Splitting git repos with git filter-branch
While working on a project managed with Git, I needed to split some files into
a new repository. In order to maintain the git history on these files, I used
git filter-branch
. Here are two methods I used.
First, create a copy of the original repo. git filter-branch
is destructive
and will rewrite your repos history!
git clone original-project/.git new-project
cd new-project
In one case, the files I wanted to keep were all isolated to a subdirectory in
the original repo (eg: lib/keep_us). In this case, one can use the
--subdirectory-filter
option of `git filter-branch:
git filter-branch --subdirectory-filter lib/keep_us
Once this command is complete, new-project
will contain only the files from
lib/keep_us
(git history only includes these files as well) in the project
root. That is, any files previously in lib/keep_us
would be in the git root.
For another repo, I needed to split files across different directories. This is a bit more complicated. In order to do this, you need to get a list of all files you want to keep. Then, you must traverse each commit and remove any files that are not in this list.
I used the following ruby script to do this:
Dir.chdir "new-project"
all_files_ever = `git log --pretty=format: --name-only --diff-filter=A | sort -`.
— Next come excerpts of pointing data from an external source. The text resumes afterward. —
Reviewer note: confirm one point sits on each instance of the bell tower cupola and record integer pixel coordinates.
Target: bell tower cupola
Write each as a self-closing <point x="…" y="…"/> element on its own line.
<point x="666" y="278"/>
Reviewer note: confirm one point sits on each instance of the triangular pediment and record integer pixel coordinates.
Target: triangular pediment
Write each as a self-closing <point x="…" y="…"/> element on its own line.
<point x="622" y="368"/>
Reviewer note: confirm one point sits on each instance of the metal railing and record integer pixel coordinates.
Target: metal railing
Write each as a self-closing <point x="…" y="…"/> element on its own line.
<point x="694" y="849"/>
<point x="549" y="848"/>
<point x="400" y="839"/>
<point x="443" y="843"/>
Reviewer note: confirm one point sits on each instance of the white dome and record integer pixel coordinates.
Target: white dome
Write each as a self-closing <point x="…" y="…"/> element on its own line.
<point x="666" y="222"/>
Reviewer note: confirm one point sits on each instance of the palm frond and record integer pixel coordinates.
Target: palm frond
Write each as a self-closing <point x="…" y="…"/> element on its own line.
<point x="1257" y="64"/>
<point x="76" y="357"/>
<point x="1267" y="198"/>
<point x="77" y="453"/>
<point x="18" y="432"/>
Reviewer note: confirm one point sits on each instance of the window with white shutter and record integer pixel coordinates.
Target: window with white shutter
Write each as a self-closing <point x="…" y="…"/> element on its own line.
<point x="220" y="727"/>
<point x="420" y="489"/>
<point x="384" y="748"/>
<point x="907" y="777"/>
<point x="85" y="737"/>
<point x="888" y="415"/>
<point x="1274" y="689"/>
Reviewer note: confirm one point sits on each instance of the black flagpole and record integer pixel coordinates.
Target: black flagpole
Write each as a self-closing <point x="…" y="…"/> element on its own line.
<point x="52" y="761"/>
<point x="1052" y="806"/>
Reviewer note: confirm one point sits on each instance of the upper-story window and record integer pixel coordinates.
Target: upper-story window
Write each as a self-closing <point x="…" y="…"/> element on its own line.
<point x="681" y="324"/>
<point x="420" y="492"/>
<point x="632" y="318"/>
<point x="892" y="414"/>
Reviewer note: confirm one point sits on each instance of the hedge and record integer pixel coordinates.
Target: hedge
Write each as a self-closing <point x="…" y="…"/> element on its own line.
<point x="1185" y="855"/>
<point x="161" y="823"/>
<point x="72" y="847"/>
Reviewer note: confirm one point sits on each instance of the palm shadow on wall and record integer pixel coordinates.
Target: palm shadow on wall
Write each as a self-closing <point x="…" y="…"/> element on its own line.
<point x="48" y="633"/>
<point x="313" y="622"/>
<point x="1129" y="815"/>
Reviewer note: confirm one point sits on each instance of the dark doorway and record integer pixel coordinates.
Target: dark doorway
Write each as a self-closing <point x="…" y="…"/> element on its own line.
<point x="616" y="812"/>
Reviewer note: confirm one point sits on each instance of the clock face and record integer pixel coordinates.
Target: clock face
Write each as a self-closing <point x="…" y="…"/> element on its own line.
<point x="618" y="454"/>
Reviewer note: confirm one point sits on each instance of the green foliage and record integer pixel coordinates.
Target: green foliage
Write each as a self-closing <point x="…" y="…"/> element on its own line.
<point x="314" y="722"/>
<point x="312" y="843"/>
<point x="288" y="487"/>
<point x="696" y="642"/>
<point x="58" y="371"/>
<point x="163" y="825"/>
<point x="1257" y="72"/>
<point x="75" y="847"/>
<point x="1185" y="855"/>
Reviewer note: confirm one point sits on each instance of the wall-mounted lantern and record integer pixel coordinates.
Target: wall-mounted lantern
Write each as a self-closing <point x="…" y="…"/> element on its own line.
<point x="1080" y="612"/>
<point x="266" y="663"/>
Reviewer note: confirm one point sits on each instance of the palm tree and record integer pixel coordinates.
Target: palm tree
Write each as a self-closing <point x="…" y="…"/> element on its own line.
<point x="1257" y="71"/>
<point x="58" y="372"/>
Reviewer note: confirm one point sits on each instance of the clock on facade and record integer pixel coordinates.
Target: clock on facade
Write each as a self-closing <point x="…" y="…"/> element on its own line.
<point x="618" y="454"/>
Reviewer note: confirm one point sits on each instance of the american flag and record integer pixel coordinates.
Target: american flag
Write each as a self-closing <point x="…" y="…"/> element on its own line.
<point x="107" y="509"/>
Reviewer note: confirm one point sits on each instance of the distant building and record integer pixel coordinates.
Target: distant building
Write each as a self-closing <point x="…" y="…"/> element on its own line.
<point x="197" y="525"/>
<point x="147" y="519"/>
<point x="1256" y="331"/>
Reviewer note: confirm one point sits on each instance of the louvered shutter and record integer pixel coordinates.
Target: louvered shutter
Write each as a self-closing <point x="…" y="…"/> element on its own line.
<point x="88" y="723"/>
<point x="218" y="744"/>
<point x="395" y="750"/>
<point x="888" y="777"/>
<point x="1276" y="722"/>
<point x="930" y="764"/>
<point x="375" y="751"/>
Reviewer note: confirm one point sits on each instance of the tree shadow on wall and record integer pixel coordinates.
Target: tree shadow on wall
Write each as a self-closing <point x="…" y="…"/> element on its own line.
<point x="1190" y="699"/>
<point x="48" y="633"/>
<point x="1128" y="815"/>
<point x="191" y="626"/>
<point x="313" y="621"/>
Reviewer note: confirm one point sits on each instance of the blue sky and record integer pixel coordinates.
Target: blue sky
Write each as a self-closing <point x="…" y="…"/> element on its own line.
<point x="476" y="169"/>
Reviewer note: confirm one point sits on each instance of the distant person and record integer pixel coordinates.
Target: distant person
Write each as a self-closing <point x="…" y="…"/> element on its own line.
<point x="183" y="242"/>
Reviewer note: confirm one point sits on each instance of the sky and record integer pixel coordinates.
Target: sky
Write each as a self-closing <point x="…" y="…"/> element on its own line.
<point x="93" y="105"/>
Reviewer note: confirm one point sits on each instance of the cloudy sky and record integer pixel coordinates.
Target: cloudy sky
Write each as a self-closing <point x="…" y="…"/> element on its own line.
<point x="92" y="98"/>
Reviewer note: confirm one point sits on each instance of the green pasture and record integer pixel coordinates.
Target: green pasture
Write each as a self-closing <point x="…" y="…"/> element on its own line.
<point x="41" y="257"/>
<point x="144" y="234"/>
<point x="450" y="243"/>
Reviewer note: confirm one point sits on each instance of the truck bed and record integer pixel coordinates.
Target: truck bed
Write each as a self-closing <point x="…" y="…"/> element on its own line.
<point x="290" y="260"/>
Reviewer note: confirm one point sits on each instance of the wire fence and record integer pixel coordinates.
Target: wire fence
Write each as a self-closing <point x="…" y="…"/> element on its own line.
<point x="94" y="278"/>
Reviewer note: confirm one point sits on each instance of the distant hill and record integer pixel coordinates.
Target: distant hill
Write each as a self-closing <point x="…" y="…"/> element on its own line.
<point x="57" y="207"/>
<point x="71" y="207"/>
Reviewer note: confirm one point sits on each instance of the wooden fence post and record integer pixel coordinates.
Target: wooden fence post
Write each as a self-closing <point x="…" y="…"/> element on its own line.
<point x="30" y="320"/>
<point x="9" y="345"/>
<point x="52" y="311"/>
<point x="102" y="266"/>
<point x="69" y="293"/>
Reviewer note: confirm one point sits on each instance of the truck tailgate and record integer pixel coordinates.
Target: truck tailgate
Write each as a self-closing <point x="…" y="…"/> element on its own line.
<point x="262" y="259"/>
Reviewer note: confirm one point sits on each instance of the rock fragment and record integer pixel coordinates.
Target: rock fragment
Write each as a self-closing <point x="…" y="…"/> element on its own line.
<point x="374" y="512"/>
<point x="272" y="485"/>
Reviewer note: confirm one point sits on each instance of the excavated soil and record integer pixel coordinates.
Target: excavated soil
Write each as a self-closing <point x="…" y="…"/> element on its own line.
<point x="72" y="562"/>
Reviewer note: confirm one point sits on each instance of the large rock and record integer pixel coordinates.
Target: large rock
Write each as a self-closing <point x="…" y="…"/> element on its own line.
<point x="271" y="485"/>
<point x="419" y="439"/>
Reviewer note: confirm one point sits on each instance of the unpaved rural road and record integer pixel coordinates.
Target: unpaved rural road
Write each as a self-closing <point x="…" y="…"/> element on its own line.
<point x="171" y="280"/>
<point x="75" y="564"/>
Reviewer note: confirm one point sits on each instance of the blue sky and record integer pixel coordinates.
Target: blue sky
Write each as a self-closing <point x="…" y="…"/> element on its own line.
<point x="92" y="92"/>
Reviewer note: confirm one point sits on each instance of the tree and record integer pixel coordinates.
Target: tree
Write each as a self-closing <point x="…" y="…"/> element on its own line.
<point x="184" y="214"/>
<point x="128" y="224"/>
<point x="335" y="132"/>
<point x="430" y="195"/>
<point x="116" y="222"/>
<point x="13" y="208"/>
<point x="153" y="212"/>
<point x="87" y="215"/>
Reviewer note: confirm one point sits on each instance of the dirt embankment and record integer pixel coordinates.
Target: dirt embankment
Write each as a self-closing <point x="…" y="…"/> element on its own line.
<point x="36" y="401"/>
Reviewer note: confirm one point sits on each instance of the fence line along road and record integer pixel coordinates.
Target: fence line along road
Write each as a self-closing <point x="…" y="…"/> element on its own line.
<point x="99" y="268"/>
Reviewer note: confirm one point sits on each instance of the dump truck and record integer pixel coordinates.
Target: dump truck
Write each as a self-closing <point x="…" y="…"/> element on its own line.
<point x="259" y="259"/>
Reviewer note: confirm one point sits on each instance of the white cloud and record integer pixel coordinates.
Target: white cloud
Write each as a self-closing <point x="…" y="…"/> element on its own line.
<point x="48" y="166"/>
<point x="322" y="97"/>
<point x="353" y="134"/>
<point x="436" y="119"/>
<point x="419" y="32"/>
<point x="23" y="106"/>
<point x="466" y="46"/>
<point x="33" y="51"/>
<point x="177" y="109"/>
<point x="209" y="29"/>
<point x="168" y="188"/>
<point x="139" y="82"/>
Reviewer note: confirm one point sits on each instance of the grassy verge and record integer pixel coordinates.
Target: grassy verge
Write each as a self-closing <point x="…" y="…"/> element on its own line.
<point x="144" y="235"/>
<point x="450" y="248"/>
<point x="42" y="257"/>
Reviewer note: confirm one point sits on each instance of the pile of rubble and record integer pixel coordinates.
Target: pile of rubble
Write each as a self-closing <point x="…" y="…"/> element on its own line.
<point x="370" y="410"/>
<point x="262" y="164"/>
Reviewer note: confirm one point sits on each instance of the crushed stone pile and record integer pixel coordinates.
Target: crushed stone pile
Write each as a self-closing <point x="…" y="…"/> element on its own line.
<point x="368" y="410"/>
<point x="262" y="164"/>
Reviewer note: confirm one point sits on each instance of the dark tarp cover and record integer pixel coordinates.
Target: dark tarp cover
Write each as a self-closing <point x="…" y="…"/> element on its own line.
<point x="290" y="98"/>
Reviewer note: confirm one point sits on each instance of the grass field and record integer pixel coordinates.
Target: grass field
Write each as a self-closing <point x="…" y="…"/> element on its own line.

chomp.split("\n").reject {|line| line.chomp == ""}
keepers = %W(
app/models/foo.rb
spec/models/foo_spec.rb
lib/tasks/foo.rake
)
delete_us = all_files_ever - keepers
`git filter-branch --prune-empty --index-filter "git rm -f --cached --ignore-unmatch #{delete_us.join(' ')}" HEAD`
After running this script, you’ll be left with only the files specified as
“keepers”. Unlike the --subdirectory-filter
option, these files are left in
their original location. That is, app/models/foo.rb
is still
app/models/foo.rb
after the rewrite.
Hope it helps someone else!